Dans les années vingt, l’étude des fonds marins a bénéficié des progrès techniques du sonar, appareil de détection utilisant les ondes sonores, qui fut modifié pour permettre de mesurer les profondeurs sous-marines. Avec le sonar, la topographie sous-marine et les fonds marins pouvaient être enfin cartographiés. Plus tard, les géophysiciens ont adapté les techniques de mesures aéromagnétiques afin de mesurer les variations d’intensité et d’orientation du champ magnétique terrestre. Des levés magnétométriques effectués sur les dorsales médio-océaniques ont montré que les roches d’un côté de la dorsale étaient aimantées de façon symétrique par rapport aux roches de l’autre côté de la dorsale. La datation des roches basaltiques de la croûte océanique a montré que les roches qui étaient les plus près de l’axe de la dorsale étaient plus jeunes que les roches qui en étaient éloignées. Enfin, on n’a trouvé aucun dépôt de sédiments marins sur la crête de la dorsale, tandis que, sur chacun de ses côtés, la couche de sédiments est de plus en plus ancienne et de plus en plus épaisse au fur et à mesure que l’on s’éloigne de l’axe. Ces observations, ainsi que le constat de la présence d’un fort flux de chaleur, ont apporté les preuves que la dorsale se trouve à l’endroit où la croûte océanique se crée. Elle est formée par refroidissement et consolidation, au contact de l’eau froide, de la lave chaude transportée depuis les profondeurs du manteau vers la surface par les courants de convection. Pour faire de la place à cet apport continuel de nouvelle croûte, les plaques tectoniques doivent se séparer doucement mais continuellement. Dans le nord de l’Atlantique, la vitesse d’expansion des fonds océaniques n’est que de 1 cm par an, alors qu’elle s’élève à plus de 4 cm par an dans l’océan Pacifique. Ce sont ces déplacements relativement faibles, engendrés par des courants de convection thermiques nés dans les profondeurs du manteau de la Terre, qui, au cours de millions d’années, ont généré le phénomène de la dérive des continents.

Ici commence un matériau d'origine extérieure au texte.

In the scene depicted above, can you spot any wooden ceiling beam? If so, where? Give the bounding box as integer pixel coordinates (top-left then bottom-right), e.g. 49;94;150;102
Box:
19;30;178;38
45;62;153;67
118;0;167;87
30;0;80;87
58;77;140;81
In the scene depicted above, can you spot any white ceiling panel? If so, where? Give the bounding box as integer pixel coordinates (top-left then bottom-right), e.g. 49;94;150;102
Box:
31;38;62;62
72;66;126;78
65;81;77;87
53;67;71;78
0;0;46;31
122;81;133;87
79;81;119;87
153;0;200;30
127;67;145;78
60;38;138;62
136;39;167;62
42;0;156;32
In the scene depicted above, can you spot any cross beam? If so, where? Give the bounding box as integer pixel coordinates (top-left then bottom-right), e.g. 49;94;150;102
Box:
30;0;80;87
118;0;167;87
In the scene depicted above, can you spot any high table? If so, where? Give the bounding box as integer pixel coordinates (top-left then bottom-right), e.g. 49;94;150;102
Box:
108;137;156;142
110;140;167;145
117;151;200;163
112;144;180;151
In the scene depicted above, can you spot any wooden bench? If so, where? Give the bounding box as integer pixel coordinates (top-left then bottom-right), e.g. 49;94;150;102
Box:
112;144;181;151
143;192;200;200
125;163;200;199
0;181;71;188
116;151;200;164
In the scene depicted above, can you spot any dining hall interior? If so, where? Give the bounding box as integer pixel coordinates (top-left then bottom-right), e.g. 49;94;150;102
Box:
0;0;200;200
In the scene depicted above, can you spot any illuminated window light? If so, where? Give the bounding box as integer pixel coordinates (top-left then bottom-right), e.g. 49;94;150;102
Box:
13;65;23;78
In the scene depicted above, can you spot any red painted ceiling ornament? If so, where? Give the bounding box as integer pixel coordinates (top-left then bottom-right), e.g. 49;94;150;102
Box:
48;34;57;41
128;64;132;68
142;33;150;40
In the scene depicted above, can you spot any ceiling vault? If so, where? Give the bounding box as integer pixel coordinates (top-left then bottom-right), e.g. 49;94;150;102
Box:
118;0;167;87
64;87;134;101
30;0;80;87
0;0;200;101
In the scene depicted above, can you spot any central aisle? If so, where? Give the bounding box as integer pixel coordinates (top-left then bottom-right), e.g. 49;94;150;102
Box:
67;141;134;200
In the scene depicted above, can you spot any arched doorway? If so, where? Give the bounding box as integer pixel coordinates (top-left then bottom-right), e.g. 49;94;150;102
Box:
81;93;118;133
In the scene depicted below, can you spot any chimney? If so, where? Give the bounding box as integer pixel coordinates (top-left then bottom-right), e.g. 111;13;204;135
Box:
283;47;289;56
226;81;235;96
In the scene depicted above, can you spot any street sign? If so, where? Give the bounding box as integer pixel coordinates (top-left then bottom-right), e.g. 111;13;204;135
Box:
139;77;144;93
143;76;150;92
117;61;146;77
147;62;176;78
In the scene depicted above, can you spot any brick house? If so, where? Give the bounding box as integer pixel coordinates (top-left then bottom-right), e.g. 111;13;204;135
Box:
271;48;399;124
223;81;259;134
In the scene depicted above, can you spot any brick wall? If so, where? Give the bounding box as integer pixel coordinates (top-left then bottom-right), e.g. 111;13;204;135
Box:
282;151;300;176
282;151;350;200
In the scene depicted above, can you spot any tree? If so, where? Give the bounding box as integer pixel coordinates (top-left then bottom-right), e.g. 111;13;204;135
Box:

Une carte détaillée des fonds sous-marins a été élaborée dans les années soixante et incorporée dans les cartes physiographiques sur lesquelles les formes sous-marines ont été tracées par des scientifiques de l’Observatoire géologique du Lamont (université de Columbia). Ces derniers ont remarqué que l’axe d’une dorsale médio-océanique est en fait une juxtaposition de fissures, ou crevasses, larges de quelques kilomètres. Plus tard, les géophysiciens ont découvert que la séparation progressive entre l’Arabie et l’Afrique et la lente dérive de la première vers le nord-est avaient créé deux déchirures dans la croûte continentale amincie et commencé l’océanisation de la mer Rouge et du golfe d’Aden. Ces deux déchirures se sont propagées (un peu à la façon d’une fermeture éclair) en direction de la dépression de l’Afar et y ont pénétré en formant une série de rifts.

Les nouvelles cartes physiographiques du fond de l’océan ont également révélé, pour la première fois, que la crête d’une dorsale médio-océanique est extrêmement découpée et décalée par des fractures profondes. Ces fractures sont équivalentes à des failles transformantes qui se sont développées pour accommoder la déformation générée par des vitesses inégales d’expansion des fonds océaniques. Bien que la plupart de ces failles soient hors de portée, car masquées par l’océan, l’une d’entre elles, la faille de San Andreas, propice aux tremblements de terre, émerge de l’océan Pacifique près de San Francisco et se poursuit sur des centaines de kilomètres à travers la Californie.